Cさんは『七夕』(よむよむ文庫レベル0vol.3)を紹介。「この二人は、一年に一度しか会えません」。Cさんは今、家族と離れていますが、毎日、スマホで話しているそうです。
Sさんは、写真絵本『このあいだに なにがあった?』(佐藤雅彦・ユーフラテス、福音館書店)を、本の一番おもしろいページを見せて、みんなに考えてもらいながら紹介しました。
Yさんは17冊読みました。その中から選んだのは、イソップ物語の『カラスと水さし』『キツネとツル』(2冊とも無料の読みもの、レベル0)で、「最後がおもしろい」と紹介。

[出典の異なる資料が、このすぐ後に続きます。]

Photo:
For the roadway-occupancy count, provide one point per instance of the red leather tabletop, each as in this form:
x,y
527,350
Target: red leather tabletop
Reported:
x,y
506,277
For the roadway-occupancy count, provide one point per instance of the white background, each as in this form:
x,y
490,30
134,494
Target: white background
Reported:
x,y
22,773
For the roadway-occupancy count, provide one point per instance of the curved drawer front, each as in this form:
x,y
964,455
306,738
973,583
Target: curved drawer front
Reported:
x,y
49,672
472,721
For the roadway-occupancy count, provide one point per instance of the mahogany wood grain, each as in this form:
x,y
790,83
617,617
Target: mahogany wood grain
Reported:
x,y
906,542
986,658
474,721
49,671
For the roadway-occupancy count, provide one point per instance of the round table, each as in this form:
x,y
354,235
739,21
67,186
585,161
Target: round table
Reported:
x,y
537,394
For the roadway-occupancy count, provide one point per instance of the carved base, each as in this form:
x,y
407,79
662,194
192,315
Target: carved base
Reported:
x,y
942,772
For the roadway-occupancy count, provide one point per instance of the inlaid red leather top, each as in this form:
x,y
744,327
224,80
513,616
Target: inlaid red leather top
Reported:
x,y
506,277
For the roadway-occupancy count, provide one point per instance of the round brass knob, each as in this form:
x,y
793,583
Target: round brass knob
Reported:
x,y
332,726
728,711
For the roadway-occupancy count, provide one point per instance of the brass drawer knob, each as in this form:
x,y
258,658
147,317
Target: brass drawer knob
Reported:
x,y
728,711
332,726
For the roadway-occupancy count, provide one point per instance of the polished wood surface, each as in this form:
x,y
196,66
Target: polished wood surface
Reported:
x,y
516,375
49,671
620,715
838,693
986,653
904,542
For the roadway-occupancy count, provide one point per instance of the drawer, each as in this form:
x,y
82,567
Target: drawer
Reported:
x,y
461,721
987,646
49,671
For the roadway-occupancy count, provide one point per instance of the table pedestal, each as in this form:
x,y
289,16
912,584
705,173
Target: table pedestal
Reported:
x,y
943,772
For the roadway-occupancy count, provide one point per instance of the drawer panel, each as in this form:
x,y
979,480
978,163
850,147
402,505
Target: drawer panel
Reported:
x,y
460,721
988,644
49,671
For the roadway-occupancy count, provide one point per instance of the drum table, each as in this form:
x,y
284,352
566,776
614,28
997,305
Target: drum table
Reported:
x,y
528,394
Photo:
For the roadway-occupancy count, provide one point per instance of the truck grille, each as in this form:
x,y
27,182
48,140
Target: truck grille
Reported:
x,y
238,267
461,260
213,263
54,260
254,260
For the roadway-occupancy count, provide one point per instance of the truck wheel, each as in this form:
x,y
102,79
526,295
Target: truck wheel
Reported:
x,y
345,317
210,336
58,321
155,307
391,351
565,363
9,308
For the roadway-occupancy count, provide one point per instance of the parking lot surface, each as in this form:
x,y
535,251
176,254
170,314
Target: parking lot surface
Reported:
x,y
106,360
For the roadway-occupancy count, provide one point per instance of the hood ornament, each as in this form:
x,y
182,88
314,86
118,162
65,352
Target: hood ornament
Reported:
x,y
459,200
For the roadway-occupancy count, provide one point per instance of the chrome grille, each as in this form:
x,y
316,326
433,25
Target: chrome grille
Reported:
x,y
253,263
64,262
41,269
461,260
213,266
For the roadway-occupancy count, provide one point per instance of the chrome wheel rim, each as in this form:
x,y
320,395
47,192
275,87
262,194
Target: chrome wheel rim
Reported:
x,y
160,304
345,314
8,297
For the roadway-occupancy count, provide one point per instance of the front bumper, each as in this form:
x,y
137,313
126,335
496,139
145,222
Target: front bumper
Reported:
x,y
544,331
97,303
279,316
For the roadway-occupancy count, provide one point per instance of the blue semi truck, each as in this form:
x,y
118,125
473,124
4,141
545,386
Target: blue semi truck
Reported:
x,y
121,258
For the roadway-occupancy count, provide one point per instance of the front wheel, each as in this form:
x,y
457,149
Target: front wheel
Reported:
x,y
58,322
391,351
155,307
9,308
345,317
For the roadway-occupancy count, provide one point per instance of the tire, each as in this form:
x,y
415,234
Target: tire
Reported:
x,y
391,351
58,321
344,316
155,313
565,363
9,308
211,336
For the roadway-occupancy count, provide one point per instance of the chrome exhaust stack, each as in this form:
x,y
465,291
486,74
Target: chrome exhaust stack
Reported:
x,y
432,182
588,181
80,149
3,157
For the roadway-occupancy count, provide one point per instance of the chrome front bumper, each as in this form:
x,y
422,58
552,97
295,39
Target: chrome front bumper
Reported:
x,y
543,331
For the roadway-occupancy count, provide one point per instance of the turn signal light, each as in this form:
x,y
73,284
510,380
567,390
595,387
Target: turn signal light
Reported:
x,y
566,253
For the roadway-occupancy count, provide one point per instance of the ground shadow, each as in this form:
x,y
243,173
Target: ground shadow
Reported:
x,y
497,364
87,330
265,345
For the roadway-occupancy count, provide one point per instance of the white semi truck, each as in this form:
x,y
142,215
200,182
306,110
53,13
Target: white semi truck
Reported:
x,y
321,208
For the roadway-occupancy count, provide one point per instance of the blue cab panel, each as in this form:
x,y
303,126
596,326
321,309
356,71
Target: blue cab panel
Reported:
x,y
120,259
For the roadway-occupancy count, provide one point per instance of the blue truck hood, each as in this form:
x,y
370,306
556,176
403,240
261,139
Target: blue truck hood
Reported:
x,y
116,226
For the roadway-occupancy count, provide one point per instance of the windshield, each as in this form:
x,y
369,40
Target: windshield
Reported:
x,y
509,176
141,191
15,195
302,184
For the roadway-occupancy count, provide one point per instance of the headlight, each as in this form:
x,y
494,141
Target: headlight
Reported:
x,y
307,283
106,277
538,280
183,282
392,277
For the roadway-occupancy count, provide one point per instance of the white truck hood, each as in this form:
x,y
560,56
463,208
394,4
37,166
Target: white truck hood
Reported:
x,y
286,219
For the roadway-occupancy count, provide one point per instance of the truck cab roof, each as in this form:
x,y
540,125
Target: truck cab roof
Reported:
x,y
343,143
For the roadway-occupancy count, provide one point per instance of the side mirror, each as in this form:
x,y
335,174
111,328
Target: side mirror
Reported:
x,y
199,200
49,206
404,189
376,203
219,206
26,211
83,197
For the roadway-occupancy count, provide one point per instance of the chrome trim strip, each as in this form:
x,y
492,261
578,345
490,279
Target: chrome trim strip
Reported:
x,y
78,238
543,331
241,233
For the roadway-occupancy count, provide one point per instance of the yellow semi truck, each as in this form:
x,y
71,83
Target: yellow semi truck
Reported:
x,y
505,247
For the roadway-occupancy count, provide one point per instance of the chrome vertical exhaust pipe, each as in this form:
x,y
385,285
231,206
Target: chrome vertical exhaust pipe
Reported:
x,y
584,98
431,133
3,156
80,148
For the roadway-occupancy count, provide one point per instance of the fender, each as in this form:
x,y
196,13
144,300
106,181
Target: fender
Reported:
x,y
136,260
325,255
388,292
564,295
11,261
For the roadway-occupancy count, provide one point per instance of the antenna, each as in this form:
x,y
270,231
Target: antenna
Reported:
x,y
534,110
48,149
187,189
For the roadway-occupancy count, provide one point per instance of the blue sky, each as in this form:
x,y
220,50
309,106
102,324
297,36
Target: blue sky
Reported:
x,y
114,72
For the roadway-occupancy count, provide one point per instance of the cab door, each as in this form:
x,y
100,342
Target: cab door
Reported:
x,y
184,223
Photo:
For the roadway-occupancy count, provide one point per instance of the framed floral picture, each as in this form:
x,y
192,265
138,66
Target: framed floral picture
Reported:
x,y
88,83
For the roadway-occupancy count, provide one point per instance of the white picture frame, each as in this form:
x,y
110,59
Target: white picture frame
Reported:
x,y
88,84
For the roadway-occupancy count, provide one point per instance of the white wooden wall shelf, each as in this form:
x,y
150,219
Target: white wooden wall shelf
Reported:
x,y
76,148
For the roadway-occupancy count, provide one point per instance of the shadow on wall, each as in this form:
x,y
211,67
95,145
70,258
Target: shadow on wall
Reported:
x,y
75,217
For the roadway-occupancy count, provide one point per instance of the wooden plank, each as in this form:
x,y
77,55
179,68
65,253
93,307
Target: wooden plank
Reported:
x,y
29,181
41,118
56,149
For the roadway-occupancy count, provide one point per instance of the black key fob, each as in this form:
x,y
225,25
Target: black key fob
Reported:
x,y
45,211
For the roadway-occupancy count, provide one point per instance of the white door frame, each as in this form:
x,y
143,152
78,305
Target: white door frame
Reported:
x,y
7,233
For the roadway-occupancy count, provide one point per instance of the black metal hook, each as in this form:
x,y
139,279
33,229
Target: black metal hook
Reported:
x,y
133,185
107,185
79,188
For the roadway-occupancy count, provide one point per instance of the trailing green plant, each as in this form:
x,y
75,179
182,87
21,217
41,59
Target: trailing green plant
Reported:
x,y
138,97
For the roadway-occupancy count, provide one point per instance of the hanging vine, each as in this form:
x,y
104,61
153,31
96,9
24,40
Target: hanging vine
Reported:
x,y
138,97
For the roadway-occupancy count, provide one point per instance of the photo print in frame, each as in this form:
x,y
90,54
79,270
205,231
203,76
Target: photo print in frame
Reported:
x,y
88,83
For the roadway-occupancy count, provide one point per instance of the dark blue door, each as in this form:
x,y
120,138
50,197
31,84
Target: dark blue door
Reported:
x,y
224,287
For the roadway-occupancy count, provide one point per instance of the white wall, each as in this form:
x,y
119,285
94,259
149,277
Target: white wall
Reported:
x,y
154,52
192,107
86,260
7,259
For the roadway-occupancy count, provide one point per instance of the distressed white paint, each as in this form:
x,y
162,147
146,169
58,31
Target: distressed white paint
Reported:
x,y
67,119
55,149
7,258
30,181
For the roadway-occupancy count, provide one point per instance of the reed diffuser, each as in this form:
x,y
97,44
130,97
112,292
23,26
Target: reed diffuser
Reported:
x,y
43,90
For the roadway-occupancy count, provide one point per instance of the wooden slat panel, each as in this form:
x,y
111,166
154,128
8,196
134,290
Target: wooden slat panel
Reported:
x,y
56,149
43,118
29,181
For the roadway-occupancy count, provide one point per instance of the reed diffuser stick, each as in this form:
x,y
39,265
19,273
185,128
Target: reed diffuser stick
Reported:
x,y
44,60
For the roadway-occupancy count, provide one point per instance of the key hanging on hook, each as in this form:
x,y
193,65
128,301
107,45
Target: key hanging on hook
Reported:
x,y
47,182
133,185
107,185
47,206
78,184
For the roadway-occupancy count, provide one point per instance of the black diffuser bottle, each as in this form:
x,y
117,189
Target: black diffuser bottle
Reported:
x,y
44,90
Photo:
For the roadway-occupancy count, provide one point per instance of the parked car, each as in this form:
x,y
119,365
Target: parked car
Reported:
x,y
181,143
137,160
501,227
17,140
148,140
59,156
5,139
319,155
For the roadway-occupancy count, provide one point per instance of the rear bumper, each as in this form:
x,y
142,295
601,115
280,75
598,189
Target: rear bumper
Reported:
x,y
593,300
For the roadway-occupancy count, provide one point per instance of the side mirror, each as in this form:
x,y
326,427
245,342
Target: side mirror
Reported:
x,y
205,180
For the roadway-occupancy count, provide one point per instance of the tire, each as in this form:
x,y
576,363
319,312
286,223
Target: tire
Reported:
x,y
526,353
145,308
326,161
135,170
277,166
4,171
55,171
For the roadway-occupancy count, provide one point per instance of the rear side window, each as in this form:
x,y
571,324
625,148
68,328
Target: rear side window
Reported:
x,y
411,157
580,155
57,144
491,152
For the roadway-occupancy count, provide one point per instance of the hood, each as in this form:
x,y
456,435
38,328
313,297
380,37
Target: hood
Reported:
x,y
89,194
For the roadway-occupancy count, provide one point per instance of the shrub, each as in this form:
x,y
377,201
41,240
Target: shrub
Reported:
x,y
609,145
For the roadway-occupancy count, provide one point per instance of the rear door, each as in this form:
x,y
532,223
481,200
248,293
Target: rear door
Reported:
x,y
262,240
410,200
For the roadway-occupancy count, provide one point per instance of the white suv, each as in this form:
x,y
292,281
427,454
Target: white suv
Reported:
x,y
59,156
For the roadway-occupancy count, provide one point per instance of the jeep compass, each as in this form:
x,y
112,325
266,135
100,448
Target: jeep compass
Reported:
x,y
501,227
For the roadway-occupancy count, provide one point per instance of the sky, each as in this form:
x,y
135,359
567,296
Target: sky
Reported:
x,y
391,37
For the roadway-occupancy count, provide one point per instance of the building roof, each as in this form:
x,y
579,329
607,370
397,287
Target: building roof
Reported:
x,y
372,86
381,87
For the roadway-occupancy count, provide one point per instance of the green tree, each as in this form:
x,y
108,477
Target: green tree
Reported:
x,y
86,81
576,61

5歳のMちゃんは「目がかわいい!」と『ぼくはざりがに』(写真絵本「おおきなかがく」ひさかたチャイルド)の写真を見せてくれました。
そのほか、多読ブックスから『ロボットD太』(vol.8 レベル0 / vol.10 レベル1)を2人の人が紹介してくれました。よむよむ文庫からは『わらしべ長者』『女の子』『木村家の毎日「いただきます」』『西町交番の良さん「助けて!」』が紹介されました。『千と千尋の神隠し』(フィルムコミックス)について、話した人もいました。自分が紹介しているときも、他の人の紹介を聞いているときも、みんな楽しそうでした。
今回は4月に来日して日本語の勉強を始めたばかり人が多かったので、日本語の本が自分で読めたことがうれしかったようです。
ブックトークの後、NPO主催の「にほんごの本を読む会」(@しんじゅく多文化共生プラザ)や「オンライン日本語多読クラブ」、「オンラインの無料の読みもの」などの紹介をしました。
新宿区立図書館のカードを持っていない人は、2階の図書館へ行って、カードを作って帰りました。
終了後、見学の大学院生Mさんに、「フィンランドに留学して、毎日行われている外国人のための本を読む会に参加しましたが、今日のワークショップは、その雰囲気にとても似ています」と言っていただきました。
それからしばらくフィンランドの図書館の多文化共生事業についてお話を伺うことができました。
日本でも、今日のような図書館での活動が広がり、図書館を上手に利用して、多読を楽しんでもらえたらいいなと思います。